Mas não nos esqueçamos do cerne da condenação de Jesus aos fariseus. Ele os condena porque transgredem a lei (Mateus 23.2-3), por suas tradições humanas que sobrepujam a Lei de Deus (Mateus 15.3-7), por seu amor ao dinheiro (Lucas 16.14), por oprimirem o pobre e o vulnerável (Mateus 23.14), por não apreciarem a Lei o bastante (pois se o fizessem, reconheceriam Jesus como o seu cumprimento).
E não nos esqueçamos que é Jesus que radicaliza a questão da obediência no Sermão do Monte, chamando de “pecado” aquilo que os supostos “guardiões” teriam desculpado (luxúria, ira, juramento). Tudo isso quer dizer, em se tratando de Os Miseráveis, que não vamos equiparar a obediência de Javert com a obediência à Lei de Deus ou à obediência cristã (em contraste com a graça e a misericórdia cristãs). Na verdade, se pensarmos biblicamente, Valjean é o verdadeiro guardião da lei, que defende os tópicos mais importantes, protege o vulnerável, o pobre e o oprimido, e guarda os Grandes Mandamentos (amor a Deus e ao próximo) porque ele foi comprado pela graça de Deus (nos objetos de prata do bispo).
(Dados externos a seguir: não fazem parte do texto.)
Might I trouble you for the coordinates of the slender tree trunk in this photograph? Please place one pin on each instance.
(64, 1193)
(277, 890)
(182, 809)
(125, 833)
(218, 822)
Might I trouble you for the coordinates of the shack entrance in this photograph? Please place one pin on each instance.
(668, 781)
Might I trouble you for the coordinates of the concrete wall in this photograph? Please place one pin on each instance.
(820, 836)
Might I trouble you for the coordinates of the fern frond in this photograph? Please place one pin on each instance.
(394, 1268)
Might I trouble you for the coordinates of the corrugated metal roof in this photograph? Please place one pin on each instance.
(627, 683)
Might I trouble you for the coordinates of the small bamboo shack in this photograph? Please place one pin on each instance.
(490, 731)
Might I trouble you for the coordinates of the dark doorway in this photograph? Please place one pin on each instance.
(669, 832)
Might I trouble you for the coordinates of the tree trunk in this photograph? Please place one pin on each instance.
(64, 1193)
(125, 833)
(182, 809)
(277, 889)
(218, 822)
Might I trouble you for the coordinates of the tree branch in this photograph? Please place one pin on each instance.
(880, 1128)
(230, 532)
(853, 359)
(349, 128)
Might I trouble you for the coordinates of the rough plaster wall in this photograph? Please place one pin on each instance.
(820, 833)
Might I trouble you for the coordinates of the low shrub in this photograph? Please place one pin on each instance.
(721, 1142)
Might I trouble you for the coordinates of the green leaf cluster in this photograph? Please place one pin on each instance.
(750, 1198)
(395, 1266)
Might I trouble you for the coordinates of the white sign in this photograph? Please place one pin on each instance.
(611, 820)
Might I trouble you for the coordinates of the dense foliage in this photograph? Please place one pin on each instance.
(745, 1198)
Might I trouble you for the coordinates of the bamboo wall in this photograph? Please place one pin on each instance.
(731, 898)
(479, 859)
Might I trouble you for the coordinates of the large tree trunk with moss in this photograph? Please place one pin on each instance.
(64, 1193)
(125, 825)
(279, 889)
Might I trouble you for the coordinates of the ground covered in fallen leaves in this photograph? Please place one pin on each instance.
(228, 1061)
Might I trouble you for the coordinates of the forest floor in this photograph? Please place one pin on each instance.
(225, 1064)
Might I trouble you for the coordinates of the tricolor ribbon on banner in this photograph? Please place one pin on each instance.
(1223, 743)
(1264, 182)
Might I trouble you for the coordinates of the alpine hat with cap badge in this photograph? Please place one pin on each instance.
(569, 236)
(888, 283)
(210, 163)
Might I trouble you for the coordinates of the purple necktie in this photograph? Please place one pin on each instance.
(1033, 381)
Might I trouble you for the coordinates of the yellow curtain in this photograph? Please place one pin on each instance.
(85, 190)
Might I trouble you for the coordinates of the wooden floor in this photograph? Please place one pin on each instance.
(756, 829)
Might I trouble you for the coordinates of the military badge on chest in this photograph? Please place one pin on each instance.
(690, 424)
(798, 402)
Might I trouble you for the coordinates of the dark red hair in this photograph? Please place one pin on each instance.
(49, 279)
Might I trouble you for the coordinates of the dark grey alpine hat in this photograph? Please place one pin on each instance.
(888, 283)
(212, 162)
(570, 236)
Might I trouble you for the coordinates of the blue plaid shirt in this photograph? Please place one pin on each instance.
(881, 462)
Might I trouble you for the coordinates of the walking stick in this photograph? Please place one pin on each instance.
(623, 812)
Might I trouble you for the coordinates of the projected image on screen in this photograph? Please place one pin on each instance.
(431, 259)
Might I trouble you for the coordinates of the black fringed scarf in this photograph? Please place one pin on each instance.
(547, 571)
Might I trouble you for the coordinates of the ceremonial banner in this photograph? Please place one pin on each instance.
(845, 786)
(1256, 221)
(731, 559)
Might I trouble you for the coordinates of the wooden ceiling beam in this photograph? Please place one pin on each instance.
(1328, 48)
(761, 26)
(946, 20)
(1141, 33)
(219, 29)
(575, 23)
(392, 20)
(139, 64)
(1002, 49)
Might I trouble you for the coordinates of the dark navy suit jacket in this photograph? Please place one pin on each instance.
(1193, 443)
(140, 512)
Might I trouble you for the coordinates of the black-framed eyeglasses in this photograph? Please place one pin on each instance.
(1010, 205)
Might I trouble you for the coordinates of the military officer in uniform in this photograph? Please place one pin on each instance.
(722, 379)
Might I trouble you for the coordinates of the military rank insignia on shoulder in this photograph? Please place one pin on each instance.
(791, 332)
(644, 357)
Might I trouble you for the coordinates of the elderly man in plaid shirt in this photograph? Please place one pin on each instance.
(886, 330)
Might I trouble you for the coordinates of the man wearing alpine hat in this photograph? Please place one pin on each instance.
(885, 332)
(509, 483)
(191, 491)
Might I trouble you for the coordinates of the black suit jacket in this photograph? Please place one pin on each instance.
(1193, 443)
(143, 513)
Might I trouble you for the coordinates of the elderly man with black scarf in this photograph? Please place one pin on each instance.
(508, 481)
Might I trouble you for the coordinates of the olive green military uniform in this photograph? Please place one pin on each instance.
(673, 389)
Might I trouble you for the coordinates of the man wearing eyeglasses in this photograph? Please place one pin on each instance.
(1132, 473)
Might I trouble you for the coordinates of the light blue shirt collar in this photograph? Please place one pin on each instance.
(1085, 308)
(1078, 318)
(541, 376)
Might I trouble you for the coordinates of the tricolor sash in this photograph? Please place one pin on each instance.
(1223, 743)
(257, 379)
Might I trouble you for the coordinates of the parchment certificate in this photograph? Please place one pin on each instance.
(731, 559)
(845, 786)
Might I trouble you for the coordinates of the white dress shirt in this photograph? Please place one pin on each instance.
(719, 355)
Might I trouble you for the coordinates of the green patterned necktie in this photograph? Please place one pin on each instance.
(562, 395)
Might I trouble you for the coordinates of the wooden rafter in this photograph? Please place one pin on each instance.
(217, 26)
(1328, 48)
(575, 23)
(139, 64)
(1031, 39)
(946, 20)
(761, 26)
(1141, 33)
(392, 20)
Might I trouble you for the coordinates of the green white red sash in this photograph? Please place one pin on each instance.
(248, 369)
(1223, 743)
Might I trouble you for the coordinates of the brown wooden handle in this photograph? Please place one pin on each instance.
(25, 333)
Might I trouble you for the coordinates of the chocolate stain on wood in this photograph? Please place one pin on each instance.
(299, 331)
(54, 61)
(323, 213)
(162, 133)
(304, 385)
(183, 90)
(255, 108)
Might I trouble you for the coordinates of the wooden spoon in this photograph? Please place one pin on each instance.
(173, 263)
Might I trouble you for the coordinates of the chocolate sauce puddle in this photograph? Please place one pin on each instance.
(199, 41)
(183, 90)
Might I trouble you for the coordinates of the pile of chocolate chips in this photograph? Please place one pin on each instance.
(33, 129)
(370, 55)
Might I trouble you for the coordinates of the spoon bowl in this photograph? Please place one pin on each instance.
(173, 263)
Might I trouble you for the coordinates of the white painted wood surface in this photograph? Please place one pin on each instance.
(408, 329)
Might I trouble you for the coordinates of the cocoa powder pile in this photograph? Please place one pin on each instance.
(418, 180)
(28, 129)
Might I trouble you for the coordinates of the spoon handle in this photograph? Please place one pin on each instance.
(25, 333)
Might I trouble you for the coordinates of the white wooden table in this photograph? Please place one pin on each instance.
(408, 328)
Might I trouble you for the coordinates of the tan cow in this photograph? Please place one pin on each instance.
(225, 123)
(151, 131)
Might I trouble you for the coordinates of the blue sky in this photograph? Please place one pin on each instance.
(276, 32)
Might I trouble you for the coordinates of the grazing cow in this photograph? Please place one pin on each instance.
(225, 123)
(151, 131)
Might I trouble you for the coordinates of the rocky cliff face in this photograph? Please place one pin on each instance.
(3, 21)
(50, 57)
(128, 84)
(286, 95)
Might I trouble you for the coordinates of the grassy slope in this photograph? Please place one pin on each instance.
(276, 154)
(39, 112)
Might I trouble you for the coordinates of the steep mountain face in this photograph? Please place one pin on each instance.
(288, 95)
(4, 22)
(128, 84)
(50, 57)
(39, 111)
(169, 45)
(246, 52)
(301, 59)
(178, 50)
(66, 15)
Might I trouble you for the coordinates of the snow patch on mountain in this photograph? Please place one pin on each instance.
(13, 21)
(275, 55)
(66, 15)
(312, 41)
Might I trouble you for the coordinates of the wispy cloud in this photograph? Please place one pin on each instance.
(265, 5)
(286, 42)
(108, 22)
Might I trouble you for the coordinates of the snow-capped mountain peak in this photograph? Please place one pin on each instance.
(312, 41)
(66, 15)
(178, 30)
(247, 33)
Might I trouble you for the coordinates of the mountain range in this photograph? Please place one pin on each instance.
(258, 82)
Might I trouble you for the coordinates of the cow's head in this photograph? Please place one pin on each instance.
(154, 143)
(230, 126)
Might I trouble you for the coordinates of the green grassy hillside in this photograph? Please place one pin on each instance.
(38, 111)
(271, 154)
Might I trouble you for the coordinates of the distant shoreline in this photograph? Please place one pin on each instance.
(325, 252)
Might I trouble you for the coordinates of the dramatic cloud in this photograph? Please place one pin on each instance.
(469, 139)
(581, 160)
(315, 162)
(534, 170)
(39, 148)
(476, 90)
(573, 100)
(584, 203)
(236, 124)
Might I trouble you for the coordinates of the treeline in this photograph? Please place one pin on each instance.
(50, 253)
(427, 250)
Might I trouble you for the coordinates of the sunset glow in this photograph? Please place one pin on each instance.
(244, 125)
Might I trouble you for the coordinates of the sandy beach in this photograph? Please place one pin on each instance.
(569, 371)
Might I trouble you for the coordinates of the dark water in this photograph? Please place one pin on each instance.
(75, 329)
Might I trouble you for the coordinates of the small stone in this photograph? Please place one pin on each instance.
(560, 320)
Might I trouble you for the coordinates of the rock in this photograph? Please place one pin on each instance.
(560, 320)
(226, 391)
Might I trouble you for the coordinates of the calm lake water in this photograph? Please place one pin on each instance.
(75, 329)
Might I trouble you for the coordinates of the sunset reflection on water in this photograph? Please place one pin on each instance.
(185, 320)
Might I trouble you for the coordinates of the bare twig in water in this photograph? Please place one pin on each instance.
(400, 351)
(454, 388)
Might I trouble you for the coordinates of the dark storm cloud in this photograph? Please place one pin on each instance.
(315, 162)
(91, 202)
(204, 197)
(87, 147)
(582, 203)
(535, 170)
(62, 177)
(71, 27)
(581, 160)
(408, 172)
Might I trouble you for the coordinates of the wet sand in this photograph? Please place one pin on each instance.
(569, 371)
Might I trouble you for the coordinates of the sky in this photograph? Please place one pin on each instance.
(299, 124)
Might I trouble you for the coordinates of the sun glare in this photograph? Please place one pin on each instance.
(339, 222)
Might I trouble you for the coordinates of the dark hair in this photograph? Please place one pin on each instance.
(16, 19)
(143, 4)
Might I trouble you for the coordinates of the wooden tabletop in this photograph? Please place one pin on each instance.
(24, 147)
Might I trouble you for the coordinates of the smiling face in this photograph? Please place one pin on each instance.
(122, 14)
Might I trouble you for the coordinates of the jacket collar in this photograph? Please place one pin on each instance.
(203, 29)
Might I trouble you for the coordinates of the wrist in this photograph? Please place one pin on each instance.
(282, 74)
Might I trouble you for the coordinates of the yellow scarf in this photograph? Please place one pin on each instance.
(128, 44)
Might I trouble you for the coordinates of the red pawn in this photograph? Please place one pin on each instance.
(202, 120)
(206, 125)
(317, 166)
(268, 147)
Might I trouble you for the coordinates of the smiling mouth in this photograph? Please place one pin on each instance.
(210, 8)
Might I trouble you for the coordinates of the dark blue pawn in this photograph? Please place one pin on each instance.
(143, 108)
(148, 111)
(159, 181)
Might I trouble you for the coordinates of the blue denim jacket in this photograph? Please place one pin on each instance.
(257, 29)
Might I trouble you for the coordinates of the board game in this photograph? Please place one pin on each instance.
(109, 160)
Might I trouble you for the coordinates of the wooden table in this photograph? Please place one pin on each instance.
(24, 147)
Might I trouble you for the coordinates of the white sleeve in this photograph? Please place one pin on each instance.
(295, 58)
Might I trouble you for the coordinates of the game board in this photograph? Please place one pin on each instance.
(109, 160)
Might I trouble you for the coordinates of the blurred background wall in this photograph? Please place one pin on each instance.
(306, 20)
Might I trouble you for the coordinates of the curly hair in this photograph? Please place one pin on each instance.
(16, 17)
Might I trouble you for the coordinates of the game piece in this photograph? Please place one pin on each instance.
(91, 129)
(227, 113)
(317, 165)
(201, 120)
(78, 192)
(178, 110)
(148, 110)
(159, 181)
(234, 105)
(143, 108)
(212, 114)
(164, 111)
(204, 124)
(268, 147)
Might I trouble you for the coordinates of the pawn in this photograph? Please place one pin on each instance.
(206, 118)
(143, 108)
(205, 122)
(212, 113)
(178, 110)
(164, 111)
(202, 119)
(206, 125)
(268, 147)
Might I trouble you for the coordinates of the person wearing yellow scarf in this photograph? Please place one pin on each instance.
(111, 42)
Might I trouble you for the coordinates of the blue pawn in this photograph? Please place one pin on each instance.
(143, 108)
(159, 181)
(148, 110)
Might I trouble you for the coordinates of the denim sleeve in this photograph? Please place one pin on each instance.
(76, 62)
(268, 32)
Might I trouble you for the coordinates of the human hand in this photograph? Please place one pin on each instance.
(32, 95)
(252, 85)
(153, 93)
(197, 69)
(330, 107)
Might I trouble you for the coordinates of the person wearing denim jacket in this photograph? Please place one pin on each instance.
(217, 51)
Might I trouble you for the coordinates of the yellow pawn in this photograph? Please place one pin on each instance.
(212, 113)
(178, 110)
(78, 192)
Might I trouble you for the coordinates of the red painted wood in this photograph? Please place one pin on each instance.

Os Miseráveis na Escola Dominical
Não estou dizendo que Os Miseráveis não comunica a beleza da misericórdia. Ele certamente o faz – e o faz de forma espetacular. Também não estou dizendo que Javert não é um exemplo de tudo que está errado com a humanidade. Na verdade, esta análise mostra apenas quão difuso é o pendor humano em estabelecer leis falsas. Quer sejam as tradições dos fariseus, a jactância etnocêntrica na lei dos judaizantes, as minúcias burocráticas de Javert, a escrupulosidade excessiva dos fundamentalistas ou os crimes de ódio dos progressistas, os seres humanos adoram quebrar a Lei de Deus erigindo as suas próprias. Somos rebeldes, e isso é o que fazemos.
Portanto, sim, use Os Miseráveis como uma ilustração na Escola Dominical. Apresente-o como uma forma de iniciar um diálogo evangélico com um colega de trabalho. Mas, na medida em que você o fizer, esteja atento ao que você está fazendo. Não equipare Javert com a Lei como Deus tencionou. Ao contrário, tente isto como um exercício: critique Javert e a sociedade que ele representa com base apenas no Antigo Testamento. Limite-se, quem sabe, até mesmo ao Pentateuco.
Lembre-se de que o Deus de toda graça, o Deus de espantosa misericórdia, o Deus dos pecadores redimidos revela-se não apenas em Mateus e Romanos, mas também em Levítico e Deuteronômio. Lembre-se de que “o mundo que ansiamos ver” é um mundo no qual andamos de acordo com o Espírito e, assim, o preceito da lei se cumpre em nós (Romanos 8.4). Lembre-se de que provavelmente seria Valjean, não Javert, que ecoaria o cântico de Davi no Salmo 119: “Oh, como amo a tua Lei!”.